Michele Weaver is an American actress, known for playing the leading role in the Oprah Winfrey Network romantic drama series Love Is.

==Early life==
Weaver is the daughter of a Haitian mother and a father from Colorado. Weaver attended Pepperdine University and later began performing in theatre.

==Career==
On screen, she began appearing in small films, and played secondary roles on television shows include Switched at Birth and Cooper Barrett's Guide to Surviving Life. She played bigger roles in the Syfy television film 2 Lava 2 Lantula (2016), and was co-lead in the thriller Illicit (2017) opposite David Ramsey and Vivica A. Fox.

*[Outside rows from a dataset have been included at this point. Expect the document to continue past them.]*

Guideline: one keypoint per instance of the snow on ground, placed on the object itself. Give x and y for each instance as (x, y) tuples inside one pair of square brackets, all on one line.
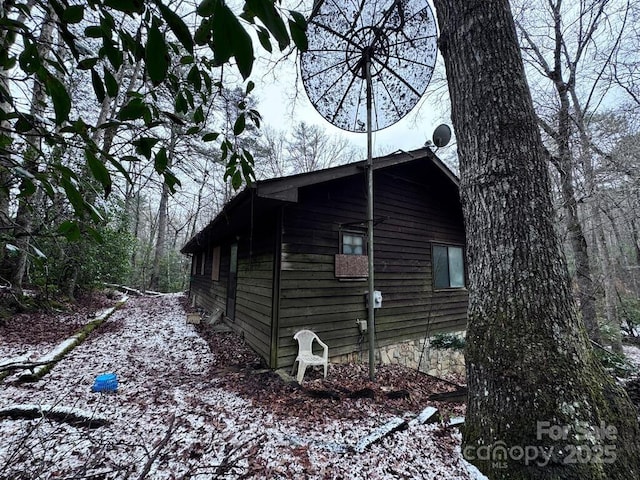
[(173, 418)]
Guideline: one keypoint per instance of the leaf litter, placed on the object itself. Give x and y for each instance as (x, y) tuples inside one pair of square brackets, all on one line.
[(199, 404)]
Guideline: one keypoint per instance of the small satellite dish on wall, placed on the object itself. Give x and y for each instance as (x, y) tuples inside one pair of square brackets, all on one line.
[(441, 135)]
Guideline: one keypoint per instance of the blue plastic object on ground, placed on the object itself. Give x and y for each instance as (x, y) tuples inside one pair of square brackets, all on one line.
[(107, 382)]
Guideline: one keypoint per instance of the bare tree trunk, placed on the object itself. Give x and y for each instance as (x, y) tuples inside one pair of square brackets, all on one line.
[(24, 214), (530, 368), (161, 239)]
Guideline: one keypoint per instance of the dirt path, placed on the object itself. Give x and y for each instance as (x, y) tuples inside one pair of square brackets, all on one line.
[(173, 417)]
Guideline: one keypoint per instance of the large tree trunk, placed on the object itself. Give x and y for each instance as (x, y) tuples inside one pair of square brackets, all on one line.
[(530, 369), (32, 156)]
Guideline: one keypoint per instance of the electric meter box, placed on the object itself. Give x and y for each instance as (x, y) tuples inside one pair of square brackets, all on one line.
[(377, 299)]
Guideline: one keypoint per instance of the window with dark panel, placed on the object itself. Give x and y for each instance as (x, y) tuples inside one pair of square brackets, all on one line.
[(448, 266), (352, 261), (352, 243)]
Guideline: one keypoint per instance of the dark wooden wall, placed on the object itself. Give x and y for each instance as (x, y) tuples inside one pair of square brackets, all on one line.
[(211, 295), (254, 284), (417, 206)]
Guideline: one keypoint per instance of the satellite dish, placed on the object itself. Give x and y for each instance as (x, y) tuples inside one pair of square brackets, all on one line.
[(441, 135), (366, 66), (399, 41)]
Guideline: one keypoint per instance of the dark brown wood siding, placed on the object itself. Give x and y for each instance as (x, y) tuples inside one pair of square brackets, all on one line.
[(415, 206), (254, 299), (254, 291), (211, 295)]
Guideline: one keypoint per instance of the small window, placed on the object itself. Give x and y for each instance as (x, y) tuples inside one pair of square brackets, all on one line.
[(352, 243), (215, 267), (448, 267)]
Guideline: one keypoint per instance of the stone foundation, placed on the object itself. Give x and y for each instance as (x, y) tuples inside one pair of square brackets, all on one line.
[(414, 354)]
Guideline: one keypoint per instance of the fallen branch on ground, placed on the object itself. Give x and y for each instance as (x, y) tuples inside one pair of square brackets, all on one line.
[(75, 417)]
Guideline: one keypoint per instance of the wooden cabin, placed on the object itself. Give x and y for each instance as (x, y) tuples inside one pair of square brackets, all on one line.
[(291, 253)]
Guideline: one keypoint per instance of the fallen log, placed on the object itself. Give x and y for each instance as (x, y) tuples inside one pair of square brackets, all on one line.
[(72, 416)]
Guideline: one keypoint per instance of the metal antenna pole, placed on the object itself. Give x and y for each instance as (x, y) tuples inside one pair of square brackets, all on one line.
[(371, 311)]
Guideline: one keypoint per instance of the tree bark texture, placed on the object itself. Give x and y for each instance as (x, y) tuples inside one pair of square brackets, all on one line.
[(24, 216), (530, 367)]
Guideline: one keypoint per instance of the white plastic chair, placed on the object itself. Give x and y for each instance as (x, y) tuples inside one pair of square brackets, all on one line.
[(305, 356)]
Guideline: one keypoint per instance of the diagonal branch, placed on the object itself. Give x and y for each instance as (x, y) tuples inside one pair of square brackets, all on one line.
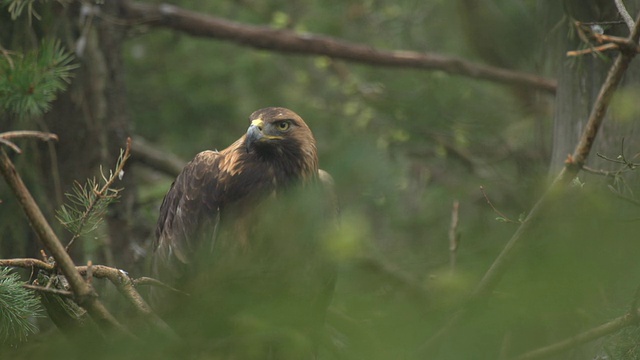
[(287, 41), (573, 165), (84, 294)]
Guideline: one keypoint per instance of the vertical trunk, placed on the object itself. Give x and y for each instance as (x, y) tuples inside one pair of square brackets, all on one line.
[(580, 79)]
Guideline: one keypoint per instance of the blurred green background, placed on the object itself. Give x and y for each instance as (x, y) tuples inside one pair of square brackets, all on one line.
[(403, 145)]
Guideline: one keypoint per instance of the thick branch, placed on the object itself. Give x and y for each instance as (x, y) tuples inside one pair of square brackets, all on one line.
[(119, 278), (84, 293), (309, 44)]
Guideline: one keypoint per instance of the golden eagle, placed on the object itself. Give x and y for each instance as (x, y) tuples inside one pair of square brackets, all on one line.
[(228, 224)]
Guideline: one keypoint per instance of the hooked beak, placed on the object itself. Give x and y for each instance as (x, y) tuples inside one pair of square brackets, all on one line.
[(254, 133)]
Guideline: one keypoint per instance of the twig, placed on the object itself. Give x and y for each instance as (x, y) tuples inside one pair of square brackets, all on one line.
[(125, 286), (44, 136), (13, 146), (590, 50), (572, 167), (119, 278), (84, 294), (454, 236), (144, 152), (89, 272), (625, 14), (26, 263), (287, 41), (54, 291), (502, 216), (101, 194), (589, 335), (147, 281)]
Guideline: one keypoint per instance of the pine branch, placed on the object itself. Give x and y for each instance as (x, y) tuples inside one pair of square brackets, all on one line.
[(88, 203), (17, 306)]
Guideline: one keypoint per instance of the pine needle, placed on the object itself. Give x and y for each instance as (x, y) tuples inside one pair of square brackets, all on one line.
[(17, 306)]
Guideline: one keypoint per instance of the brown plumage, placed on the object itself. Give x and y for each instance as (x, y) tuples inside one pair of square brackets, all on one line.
[(213, 205)]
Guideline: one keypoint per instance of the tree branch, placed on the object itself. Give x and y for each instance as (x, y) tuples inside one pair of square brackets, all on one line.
[(84, 294), (287, 41), (119, 278), (145, 153), (625, 14), (572, 166)]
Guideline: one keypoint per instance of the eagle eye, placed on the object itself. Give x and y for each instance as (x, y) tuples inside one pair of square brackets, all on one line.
[(283, 125)]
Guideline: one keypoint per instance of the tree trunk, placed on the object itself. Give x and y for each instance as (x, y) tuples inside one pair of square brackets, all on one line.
[(579, 81)]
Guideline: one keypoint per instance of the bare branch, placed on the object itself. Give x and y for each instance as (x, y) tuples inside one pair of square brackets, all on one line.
[(589, 335), (625, 14), (572, 166), (119, 278), (287, 41), (13, 146), (53, 291), (26, 263), (144, 152), (103, 193), (502, 216)]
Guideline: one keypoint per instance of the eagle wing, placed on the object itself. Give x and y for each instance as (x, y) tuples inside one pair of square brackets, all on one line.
[(189, 216)]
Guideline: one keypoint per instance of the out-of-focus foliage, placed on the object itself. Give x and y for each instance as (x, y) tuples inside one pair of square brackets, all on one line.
[(18, 308), (402, 145)]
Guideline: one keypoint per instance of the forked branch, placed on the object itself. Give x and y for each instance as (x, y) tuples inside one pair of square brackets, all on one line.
[(573, 165)]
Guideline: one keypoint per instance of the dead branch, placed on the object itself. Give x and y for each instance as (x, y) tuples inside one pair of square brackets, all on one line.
[(84, 294), (625, 14), (125, 286), (5, 136), (287, 41), (102, 193), (573, 165)]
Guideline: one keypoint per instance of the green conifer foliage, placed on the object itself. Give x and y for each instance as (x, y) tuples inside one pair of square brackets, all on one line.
[(17, 306)]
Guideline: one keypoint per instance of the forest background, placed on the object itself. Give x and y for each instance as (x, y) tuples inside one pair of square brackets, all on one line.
[(458, 236)]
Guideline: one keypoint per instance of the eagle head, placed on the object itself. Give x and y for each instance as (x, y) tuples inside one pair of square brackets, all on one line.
[(280, 135)]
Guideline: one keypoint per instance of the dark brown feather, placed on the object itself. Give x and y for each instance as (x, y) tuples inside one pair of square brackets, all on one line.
[(219, 195)]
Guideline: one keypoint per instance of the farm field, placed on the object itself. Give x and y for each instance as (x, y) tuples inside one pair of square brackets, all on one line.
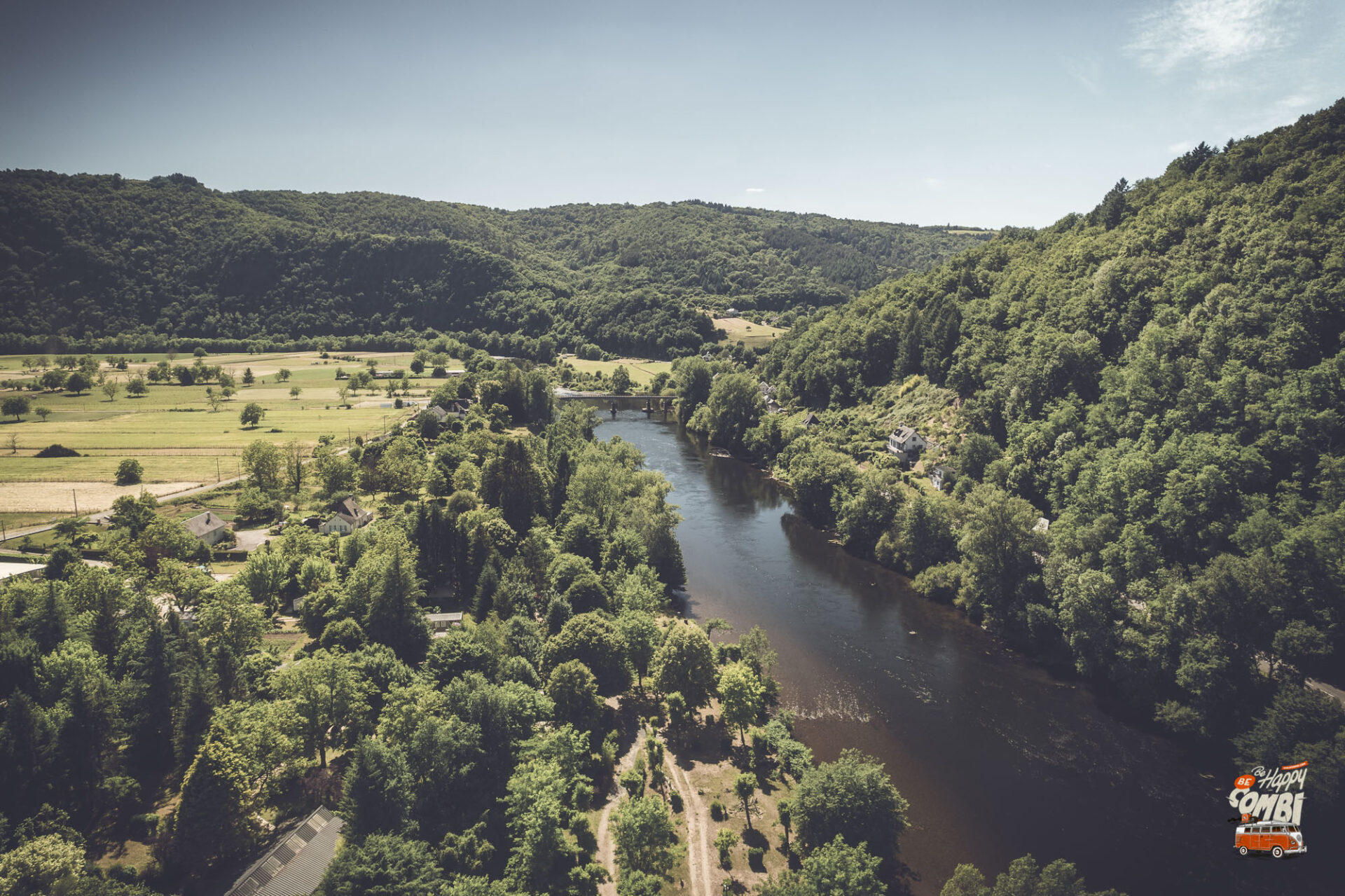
[(642, 371), (752, 336), (175, 435)]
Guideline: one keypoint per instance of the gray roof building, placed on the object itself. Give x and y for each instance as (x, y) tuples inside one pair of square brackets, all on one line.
[(207, 526), (298, 864)]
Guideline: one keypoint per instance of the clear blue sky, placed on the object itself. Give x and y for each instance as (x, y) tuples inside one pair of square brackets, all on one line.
[(981, 113)]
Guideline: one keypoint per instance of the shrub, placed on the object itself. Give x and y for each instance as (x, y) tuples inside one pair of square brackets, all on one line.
[(130, 471)]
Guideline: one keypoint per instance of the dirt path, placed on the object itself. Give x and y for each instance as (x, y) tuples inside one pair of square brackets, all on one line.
[(701, 857), (605, 845)]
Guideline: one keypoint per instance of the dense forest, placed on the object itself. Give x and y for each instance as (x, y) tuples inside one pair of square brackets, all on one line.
[(1162, 380), (90, 257)]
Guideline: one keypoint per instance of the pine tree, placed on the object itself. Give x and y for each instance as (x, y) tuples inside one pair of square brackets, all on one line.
[(151, 745), (394, 616), (213, 817)]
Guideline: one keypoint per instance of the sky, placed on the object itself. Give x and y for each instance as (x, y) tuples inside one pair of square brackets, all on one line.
[(973, 113)]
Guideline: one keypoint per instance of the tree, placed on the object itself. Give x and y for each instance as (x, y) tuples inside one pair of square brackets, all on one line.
[(384, 865), (693, 387), (724, 841), (642, 635), (15, 406), (744, 786), (740, 697), (327, 697), (213, 820), (685, 663), (38, 865), (733, 406), (130, 471), (643, 836), (853, 798), (263, 463), (78, 382), (252, 413), (1023, 876), (595, 642), (840, 869), (573, 691), (378, 790)]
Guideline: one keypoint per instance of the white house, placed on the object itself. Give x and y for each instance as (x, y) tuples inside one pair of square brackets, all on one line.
[(207, 526), (347, 518), (939, 475), (907, 443)]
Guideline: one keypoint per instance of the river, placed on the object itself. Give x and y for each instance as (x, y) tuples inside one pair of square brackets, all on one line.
[(995, 755)]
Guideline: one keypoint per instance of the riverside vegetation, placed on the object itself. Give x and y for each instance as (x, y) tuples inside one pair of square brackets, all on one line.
[(1161, 380)]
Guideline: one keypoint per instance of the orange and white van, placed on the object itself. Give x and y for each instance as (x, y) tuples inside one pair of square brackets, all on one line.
[(1277, 839)]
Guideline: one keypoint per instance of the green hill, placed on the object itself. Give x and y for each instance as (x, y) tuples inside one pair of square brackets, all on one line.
[(1164, 380), (85, 257)]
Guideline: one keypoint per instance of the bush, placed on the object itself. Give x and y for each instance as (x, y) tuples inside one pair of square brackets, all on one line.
[(130, 473), (58, 451)]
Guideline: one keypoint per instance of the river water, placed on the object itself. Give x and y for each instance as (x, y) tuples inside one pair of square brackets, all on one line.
[(997, 757)]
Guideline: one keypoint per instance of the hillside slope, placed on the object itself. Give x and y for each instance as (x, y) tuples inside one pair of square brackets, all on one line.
[(1164, 380), (86, 256)]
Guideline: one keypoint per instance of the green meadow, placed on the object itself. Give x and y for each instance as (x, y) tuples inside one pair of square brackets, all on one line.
[(174, 432)]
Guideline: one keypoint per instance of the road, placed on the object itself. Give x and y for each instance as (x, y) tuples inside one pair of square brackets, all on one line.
[(102, 517)]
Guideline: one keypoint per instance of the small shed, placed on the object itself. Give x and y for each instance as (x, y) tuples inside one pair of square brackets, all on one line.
[(440, 623), (207, 526), (349, 517)]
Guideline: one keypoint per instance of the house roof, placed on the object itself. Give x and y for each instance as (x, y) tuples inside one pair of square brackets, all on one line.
[(349, 507), (298, 864), (205, 524)]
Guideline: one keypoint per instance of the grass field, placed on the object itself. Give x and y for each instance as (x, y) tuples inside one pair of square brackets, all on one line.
[(642, 371), (751, 334), (172, 431)]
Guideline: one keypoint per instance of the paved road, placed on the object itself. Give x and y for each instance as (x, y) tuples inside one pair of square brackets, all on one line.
[(102, 516)]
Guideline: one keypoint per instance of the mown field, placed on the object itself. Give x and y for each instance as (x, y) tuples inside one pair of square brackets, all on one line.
[(642, 371), (174, 432), (752, 336)]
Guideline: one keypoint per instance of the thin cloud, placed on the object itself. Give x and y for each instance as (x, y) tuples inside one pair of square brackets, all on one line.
[(1216, 35), (1087, 73)]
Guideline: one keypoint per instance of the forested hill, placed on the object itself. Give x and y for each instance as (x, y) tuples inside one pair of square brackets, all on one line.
[(1164, 380), (90, 256)]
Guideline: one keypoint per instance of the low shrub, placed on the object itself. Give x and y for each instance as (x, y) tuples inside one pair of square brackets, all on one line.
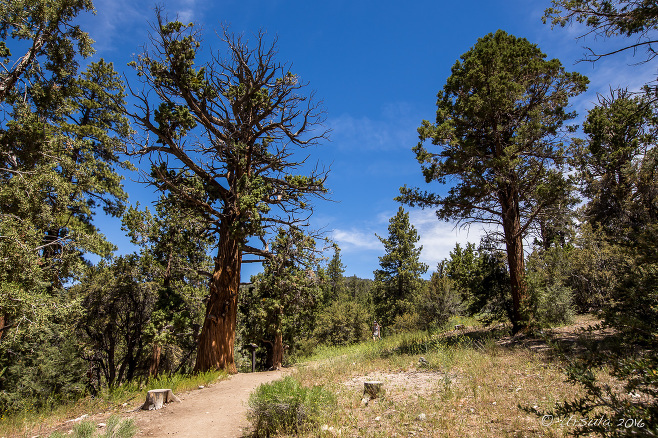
[(285, 406)]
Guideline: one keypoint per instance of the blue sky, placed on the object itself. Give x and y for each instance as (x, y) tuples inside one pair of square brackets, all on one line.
[(377, 66)]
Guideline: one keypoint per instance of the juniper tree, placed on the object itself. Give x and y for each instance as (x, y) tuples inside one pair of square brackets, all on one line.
[(238, 122), (399, 276), (60, 137), (498, 135)]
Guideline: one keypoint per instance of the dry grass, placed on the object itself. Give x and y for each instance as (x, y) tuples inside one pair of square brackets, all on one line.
[(465, 389), (30, 423)]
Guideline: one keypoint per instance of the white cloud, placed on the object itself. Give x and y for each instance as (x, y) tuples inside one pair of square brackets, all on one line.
[(394, 129), (438, 238), (356, 240)]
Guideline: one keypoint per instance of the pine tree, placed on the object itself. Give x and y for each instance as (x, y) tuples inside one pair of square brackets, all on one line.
[(399, 277), (237, 123), (499, 134)]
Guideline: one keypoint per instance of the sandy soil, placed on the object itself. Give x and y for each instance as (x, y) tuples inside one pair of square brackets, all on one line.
[(217, 411)]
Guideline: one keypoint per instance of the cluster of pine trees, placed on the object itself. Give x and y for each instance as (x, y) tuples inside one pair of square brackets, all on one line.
[(226, 136)]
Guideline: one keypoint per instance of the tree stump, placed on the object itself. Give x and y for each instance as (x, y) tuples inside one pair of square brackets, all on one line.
[(371, 389), (156, 398)]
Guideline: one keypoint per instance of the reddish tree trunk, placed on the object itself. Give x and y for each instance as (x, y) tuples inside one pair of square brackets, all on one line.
[(277, 353), (215, 348), (155, 360), (515, 260)]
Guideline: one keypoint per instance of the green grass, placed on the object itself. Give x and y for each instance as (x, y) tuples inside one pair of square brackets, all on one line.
[(466, 385), (286, 406), (31, 422)]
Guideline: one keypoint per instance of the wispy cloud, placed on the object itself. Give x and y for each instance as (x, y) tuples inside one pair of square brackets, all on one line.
[(356, 240), (438, 238), (395, 128)]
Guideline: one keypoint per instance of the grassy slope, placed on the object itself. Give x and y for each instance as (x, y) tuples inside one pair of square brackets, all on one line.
[(471, 385)]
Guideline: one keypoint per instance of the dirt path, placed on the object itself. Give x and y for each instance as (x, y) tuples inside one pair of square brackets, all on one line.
[(218, 411)]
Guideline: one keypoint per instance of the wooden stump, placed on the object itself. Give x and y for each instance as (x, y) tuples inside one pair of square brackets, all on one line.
[(156, 398), (371, 389)]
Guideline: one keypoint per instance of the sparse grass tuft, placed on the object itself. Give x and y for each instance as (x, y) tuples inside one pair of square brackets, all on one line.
[(286, 406)]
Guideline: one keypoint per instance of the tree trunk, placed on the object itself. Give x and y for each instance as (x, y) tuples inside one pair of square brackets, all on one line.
[(515, 260), (155, 360), (277, 354), (215, 349)]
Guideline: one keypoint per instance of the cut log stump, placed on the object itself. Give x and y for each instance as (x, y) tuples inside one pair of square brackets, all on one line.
[(156, 398), (371, 389)]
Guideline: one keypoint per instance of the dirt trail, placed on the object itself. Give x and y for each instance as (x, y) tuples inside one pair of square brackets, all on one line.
[(217, 411)]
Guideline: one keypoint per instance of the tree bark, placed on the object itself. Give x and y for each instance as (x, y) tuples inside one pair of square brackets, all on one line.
[(217, 338), (156, 353), (515, 260), (277, 353)]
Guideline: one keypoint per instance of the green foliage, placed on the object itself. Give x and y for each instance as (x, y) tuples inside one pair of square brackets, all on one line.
[(617, 163), (118, 299), (285, 406), (60, 137), (548, 276), (481, 279), (344, 322), (42, 366), (499, 124), (175, 241), (280, 306), (399, 277), (437, 302), (250, 167), (251, 121), (114, 428), (334, 272)]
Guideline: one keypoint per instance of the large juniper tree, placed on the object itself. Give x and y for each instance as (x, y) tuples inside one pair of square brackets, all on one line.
[(498, 126), (237, 122)]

In 2018, Weaver was cast in a leading role on the Oprah Winfrey Network romantic drama series, Love Is created by Mara Brock Akil and Salim Akil. The series is based on the Akils' relationship, the series told the story of a power couple navigating the landscape of black actors in Hollywood. On July 31, 2018, it was originally renewed for a second season, but on December 19, 2018, OWN reversed the decision and canceled the series after Salim Akil was accused of domestic violence and copyright infringement.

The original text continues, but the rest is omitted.